I started knocking down the table for AMD shares as early as 2014, when Dr. Lisa Su was hired to replace Rory Read as CEO. Read had left a solid product map. He had sold the company’s chip foundry to focus on design. Su just needed to drive.

She has done it brilliantly. The market capitalization has gone from about $ 3 billion to almost $ 60 billion. The company is now breaking into the data center market, Intel’s last stronghold. The announcement by the alphabet (NASDAQ: GOOG, NASDAQ: GOOGL) of Google Cloud agencies powered by AMD sent the stock to its latest peak.

Not much meat

AMD is still a minnow in the wine-dark chip sea. Intel is worth more than four times more, to 265 billion dollars. Its revenue is more than ten times higher, at $ 72 billion.

AMD trusts Taiwan Semiconductor (NYSE: TSM) for its chip manufacturing. TSM has recently fulfilled Moore’s Laws promises better than Intel. It makes chips with circuit lines at 5 nanometer intervals, while Intel is still at 10 nanometers. This gives AMD a huge advantage that goes beyond its design. But it is an advantage held by TSM, not AMD.

AMD has reached the sweet spots of the market. The development of graphics chips into processors for the artificial intelligence revolution, pioneering Nvidia, has helped AMD. Analysts believe that AMD can increase its revenue by 30% this year.

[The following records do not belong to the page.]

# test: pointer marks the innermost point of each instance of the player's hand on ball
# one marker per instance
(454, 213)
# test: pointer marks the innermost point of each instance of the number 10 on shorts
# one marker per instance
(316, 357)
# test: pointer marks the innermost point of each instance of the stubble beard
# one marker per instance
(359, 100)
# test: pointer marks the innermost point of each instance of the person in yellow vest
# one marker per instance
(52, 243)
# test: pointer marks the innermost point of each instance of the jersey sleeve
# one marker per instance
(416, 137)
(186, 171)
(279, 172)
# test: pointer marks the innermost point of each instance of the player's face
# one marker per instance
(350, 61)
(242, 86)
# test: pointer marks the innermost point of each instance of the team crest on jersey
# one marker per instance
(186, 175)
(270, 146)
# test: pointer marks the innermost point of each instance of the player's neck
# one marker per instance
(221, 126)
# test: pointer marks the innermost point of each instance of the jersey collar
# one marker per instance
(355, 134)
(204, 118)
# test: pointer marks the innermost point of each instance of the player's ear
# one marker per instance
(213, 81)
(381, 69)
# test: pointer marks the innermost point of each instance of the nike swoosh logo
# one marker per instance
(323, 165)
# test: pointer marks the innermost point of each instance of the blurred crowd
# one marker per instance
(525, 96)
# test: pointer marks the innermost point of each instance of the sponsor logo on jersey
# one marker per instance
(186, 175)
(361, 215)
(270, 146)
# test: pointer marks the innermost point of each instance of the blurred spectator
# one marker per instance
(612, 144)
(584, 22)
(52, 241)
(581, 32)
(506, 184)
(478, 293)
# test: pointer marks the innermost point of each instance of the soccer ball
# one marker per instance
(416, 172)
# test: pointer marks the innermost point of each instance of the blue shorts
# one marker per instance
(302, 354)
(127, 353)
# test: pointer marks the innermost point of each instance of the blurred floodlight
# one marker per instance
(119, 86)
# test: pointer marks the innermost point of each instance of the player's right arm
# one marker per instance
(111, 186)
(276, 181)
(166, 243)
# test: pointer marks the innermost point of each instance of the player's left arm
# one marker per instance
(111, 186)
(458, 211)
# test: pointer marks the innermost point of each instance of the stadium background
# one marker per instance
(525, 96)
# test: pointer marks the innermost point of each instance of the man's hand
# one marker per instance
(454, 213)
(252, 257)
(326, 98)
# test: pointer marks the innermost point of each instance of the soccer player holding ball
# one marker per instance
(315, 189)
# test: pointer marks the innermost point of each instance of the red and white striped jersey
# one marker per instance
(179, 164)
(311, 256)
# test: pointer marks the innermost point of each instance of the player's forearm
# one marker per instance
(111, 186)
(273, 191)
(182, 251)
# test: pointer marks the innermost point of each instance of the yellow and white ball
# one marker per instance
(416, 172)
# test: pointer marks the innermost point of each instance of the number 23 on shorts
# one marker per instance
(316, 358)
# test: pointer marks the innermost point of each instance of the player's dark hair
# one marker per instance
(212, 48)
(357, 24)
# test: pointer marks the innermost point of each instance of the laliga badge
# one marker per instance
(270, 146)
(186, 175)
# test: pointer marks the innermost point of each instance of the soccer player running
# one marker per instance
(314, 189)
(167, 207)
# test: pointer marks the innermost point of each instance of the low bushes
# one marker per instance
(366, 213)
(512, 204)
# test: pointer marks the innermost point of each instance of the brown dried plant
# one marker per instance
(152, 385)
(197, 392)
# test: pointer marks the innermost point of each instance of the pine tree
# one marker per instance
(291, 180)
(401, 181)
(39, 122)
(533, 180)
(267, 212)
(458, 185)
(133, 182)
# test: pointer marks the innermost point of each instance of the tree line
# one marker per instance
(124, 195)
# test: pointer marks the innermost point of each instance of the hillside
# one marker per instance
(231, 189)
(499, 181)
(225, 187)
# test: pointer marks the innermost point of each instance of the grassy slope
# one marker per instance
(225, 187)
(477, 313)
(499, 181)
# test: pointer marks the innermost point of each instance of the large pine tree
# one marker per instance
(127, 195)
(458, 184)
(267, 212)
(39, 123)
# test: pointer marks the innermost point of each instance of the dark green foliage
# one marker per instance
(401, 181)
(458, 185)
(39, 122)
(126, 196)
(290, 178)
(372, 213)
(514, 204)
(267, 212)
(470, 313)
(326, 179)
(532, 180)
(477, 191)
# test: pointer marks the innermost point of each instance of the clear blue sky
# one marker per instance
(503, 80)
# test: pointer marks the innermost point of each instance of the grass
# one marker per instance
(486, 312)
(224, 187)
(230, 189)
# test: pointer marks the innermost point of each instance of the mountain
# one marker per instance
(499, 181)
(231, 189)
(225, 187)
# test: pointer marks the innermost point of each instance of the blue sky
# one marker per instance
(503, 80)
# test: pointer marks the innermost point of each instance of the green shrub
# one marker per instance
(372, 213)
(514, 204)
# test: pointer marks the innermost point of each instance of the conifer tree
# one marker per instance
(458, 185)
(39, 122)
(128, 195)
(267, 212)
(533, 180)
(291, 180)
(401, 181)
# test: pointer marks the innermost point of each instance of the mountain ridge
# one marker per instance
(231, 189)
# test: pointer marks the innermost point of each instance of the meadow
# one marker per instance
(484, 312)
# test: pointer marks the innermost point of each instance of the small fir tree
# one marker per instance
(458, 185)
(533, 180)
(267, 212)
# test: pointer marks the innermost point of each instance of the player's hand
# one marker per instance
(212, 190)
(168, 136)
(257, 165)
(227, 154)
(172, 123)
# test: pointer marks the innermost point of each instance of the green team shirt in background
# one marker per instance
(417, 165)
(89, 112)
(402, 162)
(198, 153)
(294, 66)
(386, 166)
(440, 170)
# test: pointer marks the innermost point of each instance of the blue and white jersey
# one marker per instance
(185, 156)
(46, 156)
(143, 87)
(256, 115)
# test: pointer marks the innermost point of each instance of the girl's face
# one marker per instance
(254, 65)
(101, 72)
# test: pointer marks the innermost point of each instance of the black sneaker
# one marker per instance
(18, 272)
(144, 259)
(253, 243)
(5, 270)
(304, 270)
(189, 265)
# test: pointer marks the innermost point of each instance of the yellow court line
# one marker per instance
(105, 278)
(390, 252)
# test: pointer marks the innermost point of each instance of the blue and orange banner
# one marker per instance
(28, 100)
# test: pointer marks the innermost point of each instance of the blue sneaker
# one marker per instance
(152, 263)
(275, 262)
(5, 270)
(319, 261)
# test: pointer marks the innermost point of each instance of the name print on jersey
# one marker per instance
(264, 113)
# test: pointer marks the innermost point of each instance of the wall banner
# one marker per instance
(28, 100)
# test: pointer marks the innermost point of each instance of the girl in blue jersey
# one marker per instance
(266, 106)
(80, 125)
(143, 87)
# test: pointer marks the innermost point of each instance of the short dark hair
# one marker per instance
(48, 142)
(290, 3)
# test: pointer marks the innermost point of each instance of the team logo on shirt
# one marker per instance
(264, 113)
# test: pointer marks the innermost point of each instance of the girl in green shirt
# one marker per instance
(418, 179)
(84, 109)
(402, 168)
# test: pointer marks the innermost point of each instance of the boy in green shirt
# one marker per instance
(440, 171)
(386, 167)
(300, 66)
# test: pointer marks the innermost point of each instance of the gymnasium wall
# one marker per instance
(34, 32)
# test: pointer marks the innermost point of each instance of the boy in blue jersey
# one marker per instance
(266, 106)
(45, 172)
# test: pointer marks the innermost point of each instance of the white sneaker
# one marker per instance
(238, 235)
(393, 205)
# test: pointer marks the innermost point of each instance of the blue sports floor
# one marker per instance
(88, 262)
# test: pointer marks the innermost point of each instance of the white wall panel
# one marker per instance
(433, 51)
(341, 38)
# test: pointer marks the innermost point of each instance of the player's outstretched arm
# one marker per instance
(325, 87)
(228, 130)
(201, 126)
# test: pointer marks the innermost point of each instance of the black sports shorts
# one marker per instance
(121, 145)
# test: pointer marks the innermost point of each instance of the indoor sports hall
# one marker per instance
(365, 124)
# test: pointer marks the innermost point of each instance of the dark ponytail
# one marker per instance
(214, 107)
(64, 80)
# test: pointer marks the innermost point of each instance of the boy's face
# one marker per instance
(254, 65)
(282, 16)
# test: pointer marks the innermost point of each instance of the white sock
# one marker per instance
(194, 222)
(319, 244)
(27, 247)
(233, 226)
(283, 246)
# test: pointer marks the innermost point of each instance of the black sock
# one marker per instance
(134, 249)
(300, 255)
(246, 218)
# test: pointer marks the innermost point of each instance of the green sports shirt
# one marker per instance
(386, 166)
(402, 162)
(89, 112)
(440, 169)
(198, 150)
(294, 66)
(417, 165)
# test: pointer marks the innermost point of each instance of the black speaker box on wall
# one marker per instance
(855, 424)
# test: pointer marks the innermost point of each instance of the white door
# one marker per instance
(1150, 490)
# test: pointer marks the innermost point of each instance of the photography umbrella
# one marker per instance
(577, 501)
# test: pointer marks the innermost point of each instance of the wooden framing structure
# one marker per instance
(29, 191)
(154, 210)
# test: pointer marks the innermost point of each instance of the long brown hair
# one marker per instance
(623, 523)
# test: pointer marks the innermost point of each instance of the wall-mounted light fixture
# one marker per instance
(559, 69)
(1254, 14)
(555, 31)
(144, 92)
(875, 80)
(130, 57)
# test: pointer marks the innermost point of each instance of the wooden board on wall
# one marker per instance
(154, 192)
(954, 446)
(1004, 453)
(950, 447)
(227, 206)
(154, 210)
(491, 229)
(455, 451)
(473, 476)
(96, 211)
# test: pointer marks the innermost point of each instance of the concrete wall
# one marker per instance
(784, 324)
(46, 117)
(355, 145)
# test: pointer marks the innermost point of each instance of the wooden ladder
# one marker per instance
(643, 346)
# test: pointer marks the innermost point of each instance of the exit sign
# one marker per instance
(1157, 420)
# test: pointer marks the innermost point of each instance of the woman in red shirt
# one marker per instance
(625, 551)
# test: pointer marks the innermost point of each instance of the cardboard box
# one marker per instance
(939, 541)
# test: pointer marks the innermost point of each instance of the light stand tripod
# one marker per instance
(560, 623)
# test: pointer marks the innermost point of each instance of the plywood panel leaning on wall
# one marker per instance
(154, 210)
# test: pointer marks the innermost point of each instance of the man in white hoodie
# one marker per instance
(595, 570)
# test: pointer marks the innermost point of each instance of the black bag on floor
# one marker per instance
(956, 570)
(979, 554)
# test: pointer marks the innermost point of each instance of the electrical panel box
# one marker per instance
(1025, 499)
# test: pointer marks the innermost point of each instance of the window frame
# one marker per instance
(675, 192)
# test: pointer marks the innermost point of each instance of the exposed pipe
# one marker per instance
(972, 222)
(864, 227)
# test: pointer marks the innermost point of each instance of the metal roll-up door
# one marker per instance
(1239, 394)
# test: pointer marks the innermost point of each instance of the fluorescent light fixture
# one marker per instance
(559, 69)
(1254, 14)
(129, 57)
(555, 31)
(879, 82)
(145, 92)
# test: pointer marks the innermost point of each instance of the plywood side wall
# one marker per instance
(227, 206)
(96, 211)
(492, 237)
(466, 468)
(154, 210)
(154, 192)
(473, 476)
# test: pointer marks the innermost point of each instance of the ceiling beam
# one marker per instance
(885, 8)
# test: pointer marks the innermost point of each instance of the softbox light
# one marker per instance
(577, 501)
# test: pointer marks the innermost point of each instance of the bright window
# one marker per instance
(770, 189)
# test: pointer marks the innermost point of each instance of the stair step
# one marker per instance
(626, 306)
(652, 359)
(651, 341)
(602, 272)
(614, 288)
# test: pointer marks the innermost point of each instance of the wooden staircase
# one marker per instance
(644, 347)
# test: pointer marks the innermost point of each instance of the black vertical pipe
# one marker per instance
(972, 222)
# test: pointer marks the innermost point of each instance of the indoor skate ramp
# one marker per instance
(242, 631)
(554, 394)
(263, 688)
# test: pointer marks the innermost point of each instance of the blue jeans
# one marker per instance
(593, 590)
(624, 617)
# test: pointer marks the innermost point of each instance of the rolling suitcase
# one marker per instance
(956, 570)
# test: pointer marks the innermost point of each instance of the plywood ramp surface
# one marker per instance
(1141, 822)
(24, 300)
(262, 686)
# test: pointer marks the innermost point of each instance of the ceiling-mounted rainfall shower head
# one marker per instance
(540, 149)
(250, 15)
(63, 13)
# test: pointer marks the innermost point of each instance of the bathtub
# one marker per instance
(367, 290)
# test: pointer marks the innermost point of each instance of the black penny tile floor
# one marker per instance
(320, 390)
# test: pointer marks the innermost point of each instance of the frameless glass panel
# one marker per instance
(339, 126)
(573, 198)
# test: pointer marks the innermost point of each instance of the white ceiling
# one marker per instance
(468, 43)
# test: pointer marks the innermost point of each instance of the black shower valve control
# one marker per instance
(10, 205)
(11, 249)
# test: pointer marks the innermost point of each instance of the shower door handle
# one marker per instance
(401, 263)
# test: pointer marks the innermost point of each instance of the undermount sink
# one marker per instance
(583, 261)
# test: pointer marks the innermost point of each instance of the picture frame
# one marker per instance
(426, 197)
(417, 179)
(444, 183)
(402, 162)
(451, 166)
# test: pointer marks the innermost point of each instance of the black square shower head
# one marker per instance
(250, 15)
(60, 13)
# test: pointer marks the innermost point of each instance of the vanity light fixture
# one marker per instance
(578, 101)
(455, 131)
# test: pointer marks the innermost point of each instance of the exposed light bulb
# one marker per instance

But no one grows anywhere if the new virus does not exist. This was all the excuse that the traders who needed to sell.

The conclusion of the AMD share

Investors should ask what AMD is worth before making new purchase orders.

If you bought several years ago, make a profit here and wait for things to settle down. If you only came in recently, I would sit tight and let it grind back.

The question then becomes where to get in. Intel sells about 4 times revenue, with a price-to-revenue ratio of 13 and a dividend yield of 2%. After rising 40% in the past year, Intel is still a dormant giant, fully capable of compensating for lost ground, and it is still dominant in server chips.

The AMD stock may go much lower before recovering. You can afford to wait for it.

Dana Blankenhorn has been a finance and technology journalist since 1978. He is the author of the environmental thriller Bridget O’Flynn and the Bear, available at the Amazon Kindle store. At the time of writing, he had no position in any of the above-mentioned securities.